Tweaks to its model have helped the company appeal to more shoppers, Hyman said. All of its subscription programs now include an extra item in every shipment, which amounts to 25% more value for the price. To accommodate its expected growth in subscribers, the company plans capital expenditures of $69 million to $72 million in rental product, she also said.
A pilot program with Amazon is still in its early stages, and the company isn’t sure how that will proceed, Hyman said.
Like many tech-oriented e-retailers, however, the company, which has never turned profit, is now fixated on profitability as well as growth. In an effort to tamp down costs, the service last year laid off about a quarter of its corporate workforce.

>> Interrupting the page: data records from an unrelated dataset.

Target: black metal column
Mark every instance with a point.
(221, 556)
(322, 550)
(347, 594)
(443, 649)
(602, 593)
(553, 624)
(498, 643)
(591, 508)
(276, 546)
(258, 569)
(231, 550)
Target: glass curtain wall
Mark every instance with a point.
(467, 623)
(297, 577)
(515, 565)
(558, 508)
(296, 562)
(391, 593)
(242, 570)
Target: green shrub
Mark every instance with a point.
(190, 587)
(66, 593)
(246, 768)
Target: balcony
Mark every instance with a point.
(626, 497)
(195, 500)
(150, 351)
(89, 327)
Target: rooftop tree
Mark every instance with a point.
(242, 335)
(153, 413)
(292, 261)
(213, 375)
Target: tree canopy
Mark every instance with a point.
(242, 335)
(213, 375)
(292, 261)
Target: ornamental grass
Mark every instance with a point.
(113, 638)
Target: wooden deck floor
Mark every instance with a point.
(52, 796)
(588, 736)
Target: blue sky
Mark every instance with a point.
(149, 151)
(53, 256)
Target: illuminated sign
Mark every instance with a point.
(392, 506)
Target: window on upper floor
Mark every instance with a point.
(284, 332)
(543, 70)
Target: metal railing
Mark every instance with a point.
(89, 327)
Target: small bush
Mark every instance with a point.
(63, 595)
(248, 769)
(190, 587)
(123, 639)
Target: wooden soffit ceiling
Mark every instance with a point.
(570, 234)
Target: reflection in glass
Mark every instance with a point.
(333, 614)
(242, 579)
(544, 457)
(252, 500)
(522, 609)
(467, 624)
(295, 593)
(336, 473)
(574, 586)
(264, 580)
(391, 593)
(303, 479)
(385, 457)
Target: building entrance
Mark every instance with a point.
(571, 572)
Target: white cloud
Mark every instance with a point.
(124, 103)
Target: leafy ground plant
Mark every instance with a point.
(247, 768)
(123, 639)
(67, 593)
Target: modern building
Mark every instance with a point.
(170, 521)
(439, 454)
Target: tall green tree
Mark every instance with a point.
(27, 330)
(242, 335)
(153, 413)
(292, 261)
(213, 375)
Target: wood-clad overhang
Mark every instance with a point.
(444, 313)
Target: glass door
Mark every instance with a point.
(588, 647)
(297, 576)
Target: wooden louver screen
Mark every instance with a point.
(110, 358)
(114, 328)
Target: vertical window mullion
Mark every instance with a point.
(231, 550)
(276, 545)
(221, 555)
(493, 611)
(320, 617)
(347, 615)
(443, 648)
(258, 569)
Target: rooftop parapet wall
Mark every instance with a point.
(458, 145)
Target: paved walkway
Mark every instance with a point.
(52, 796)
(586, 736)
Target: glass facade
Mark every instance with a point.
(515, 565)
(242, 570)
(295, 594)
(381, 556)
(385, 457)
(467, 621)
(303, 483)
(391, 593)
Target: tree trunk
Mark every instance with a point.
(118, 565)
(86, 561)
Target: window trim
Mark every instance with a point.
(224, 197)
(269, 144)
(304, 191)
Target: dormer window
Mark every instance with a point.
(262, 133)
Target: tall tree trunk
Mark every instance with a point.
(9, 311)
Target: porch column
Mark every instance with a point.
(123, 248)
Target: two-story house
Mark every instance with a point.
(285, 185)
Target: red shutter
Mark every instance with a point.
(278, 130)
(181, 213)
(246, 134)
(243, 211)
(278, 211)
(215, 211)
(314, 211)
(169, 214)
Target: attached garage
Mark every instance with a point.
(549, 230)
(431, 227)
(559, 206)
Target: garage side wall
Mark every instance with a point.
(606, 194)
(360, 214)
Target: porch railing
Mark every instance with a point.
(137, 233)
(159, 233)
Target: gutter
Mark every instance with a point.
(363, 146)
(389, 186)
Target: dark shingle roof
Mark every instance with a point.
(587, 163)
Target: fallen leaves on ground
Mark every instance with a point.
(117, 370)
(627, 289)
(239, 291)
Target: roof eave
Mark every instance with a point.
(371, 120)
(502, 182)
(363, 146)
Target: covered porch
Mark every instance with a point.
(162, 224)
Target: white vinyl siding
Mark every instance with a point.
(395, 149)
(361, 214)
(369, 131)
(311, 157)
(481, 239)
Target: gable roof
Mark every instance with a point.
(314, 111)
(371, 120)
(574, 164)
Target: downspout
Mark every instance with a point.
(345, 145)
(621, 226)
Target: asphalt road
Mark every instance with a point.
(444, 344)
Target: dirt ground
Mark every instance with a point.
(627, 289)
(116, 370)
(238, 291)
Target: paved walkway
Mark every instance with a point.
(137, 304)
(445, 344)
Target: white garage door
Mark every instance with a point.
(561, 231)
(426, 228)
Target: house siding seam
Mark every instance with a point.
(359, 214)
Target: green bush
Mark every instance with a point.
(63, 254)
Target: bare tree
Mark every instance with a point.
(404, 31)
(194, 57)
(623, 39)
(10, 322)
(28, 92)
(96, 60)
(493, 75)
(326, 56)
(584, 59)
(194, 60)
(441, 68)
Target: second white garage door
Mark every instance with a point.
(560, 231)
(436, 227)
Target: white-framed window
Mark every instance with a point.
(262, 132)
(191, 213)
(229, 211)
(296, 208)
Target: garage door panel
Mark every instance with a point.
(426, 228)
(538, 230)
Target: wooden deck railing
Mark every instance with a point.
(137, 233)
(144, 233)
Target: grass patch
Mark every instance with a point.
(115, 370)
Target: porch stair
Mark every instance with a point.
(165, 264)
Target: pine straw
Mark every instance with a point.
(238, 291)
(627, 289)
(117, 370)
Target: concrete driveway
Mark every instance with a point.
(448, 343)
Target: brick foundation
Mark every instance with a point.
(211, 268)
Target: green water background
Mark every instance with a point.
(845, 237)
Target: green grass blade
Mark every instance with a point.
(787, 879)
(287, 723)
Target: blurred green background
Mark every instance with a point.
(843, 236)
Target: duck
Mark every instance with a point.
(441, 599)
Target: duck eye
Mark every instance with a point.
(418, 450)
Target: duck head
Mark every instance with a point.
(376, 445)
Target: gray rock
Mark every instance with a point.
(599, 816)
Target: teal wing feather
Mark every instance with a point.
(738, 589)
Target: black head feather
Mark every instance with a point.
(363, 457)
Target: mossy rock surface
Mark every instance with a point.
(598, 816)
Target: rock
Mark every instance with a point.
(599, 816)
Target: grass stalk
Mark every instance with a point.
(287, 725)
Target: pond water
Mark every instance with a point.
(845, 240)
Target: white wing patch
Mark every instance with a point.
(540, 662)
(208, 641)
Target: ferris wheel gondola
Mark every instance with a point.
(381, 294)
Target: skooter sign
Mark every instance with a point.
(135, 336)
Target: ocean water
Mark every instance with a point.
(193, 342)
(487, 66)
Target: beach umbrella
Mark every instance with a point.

Wells Fargo analysts led by Ike Boruchow said they are encouraged by the company’s increasing visibility into its margins and progress on free cash flow, and that its ability to get into the black will depend on its revenue growth, gross margin (including improvements to its fulfillment margins) and lower product depreciation.
“As with other newly public e-commerce companies that are unprofitable, a key question on the shares is: ‘At what point does the company become profitable?’” they said.